By Stock Research Pro • January 18th, 2009

A secular market trend is a long-term trend that usually lasts a decade or longer. Secular markets are seen not only in stocks, but also in currency, commodity and bond markets. Where a bull or bear market is driven by business cycles, a secular market is longer-term, and usually driven by strong, lingering factors. These secular bull and bear market trends have also been called “supercycles”.

While both bull and bear markets are most often fueled by sound economic data, they may also be driven by speculation and/or investor psychology.
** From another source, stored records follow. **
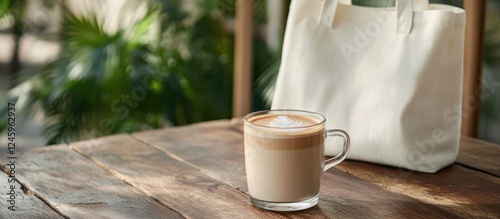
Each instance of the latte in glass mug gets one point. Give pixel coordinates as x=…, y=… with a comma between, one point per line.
x=284, y=157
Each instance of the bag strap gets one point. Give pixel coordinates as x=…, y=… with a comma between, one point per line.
x=404, y=12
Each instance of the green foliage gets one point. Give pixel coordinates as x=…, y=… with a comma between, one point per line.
x=170, y=67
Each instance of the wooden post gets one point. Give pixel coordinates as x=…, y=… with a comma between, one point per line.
x=474, y=33
x=243, y=58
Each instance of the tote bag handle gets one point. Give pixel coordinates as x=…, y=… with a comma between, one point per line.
x=404, y=12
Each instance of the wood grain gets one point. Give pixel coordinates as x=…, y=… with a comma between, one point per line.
x=479, y=155
x=80, y=189
x=467, y=193
x=218, y=151
x=171, y=182
x=27, y=204
x=212, y=145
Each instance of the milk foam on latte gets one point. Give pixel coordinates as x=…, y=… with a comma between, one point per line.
x=285, y=122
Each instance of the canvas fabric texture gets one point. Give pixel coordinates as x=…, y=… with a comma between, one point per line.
x=390, y=77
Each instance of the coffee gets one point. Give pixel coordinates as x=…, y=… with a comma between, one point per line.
x=284, y=157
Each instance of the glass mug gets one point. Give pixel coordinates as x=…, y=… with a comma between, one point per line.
x=285, y=157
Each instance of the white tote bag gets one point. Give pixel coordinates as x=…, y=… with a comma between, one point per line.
x=390, y=77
The stock market is, after all, controlled by people whose emotions and expectations play a large role in the direction of the market.
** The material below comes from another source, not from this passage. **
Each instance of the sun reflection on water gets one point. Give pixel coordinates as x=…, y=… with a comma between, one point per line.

Definition of a Bear Market

A bear market is a prolonged period in which stock prices fall. Unlike a “correction”, bear markets are usually accompanied by widespread pessimism and a recessionary environment of high inflation and unemployment. In a secular bear market, this weak sentiment produces selling pressure over an extended time period. Many cite the 1966-1981 bear market as a secular bear market (while 1982-2000 bull market serves as an example of a secular bull market).

The Current Secular Bear Market

While a secular bear market can contain cyclical bull markets, as long as each successive market low (expressed in constant dollars) is lower than the previous one, it is considered a secular bear market. When measured in ounces of Gold, the Dow has been in a secular bear market since peaking in late 1999.

Many market analysts do say that the way top prosper in a sustained bear market is in watching for the mini bull markets that can emerge. While a secular bear market may last for a decade or longer, cyclical bull markets may present themselves within this cycle for savvy investors to exploit.

When Will it End?

Secular bear market would typically end when valuations fall to extreme lows, potentially marked by single digit P/E ratios. That said, if you compare the current secular bear market to those of the past, you could conclude that we are halfway (maybe less than that) through the current secular trend.


The above information is educational and should not be interpreted as financial advice. For advice that is specific to your circumstances, you should consult a financial or tax advisor.